Experts Call For Flexible ‘Leash’ Regulation To Better Manage AI Risks

Instead of static guardrails, researchers say AI oversight needs dynamic “leashes” that let innovation flourish while keeping risks in check, offering a smarter path for regulators navigating tomorrow’s technology.

Research: Leashes, not guardrails: A management-based approach to artificial intelligence risk regulation. Image Credit: aniqpixel / ShutterstockResearch: Leashes, not guardrails: A management-based approach to artificial intelligence risk regulation. Image Credit: aniqpixel / Shutterstock

Many policy discussions on AI safety regulation have focused on the need to establish regulatory "guardrails" to protect the public from the risks of AI technology.
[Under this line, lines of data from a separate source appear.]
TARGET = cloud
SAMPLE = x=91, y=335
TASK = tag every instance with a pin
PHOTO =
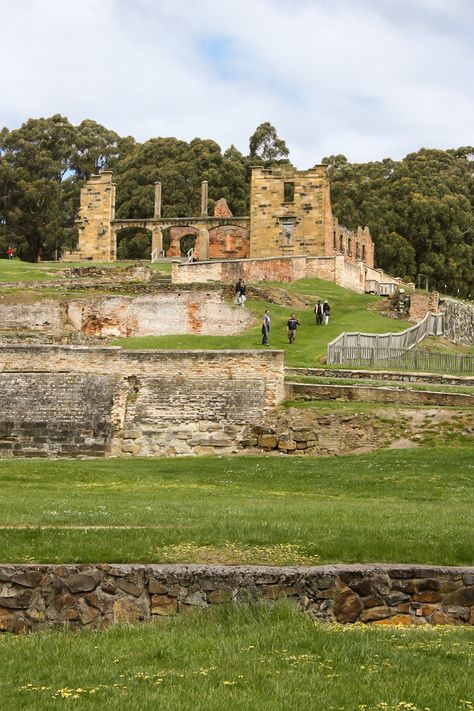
x=369, y=79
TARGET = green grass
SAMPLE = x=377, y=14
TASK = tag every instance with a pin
x=399, y=384
x=409, y=506
x=243, y=659
x=349, y=313
x=12, y=270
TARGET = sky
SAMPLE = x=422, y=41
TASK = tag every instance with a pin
x=366, y=78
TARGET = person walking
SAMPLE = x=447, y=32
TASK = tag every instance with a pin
x=240, y=290
x=291, y=326
x=318, y=311
x=265, y=328
x=326, y=312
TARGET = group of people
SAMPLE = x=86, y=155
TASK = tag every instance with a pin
x=321, y=311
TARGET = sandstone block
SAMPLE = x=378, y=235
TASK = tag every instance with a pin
x=404, y=620
x=218, y=596
x=82, y=582
x=163, y=605
x=375, y=613
x=267, y=441
x=157, y=588
x=462, y=596
x=128, y=611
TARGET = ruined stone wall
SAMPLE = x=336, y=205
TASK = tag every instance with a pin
x=279, y=225
x=228, y=242
x=284, y=269
x=421, y=303
x=34, y=597
x=77, y=401
x=165, y=313
x=458, y=321
x=97, y=209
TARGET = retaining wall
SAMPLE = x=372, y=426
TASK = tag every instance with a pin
x=95, y=596
x=458, y=320
x=170, y=312
x=78, y=401
x=284, y=269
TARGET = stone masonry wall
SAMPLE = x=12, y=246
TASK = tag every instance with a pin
x=285, y=269
x=77, y=401
x=170, y=312
x=304, y=391
x=458, y=321
x=34, y=597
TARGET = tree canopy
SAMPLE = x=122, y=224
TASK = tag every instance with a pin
x=419, y=210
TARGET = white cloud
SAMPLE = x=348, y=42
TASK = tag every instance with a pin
x=349, y=76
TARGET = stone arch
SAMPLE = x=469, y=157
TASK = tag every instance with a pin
x=133, y=242
x=179, y=243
In a new paper published in the journal Risk Analysis, two experts argue that, instead of imposing guardrails, policymakers should demand "leashes."
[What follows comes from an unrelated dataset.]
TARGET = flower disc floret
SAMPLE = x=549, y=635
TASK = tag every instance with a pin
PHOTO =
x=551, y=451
Director of the Penn Program on Regulation and professor at University of Pennsylvania Carey Law School, Cary Coglianese and University of Notre Dame computer science doctoral candidate Colton R. Crum explain that management-based regulation (a flexible "leash" strategy) will work better than a prescriptive guardrail approach, as AI is too heterogeneous and dynamic to operate within fixed lanes. Leashes "are flexible and adaptable - just as physical leashes used when walking a dog through a neighborhood allow for a range of movement and exploration," the authors write. Leashes "permit AI tools to explore new domains without regulatory barriers getting in the way." 

The various applications of AI include social media, chatbots, autonomous vehicles, precision medicine, fintech investment advisors, and many more. While AI offers benefits for society, such as, to pick but one example, the ability to find evidence of cancerous tumors that well-trained radiologists can miss, it also can pose risks. 

In their paper, Coglianese and Crum provide three examples of AI risks: autonomous vehicle (AV) collisions, suicide associated with social media, and bias and discrimination introduced by AI through various applications and digital formats, including AI-generated text, images, and videos. 

With flexible management-based regulation, firms using AI tools that pose risks in each of these settings, as well as others, would be expected to put their AI tools on a leash by creating internal systems to anticipate and mitigate the range of possible harms from the use of their tools.

Management-based regulation can flexibly respond to "AI's novel uses and problems and better allows for technological exploration, discovery, and change," write Coglianese and Crum. At the same time, it provides "a tethered structure that, like a leash, can help prevent AI from 'running away.'"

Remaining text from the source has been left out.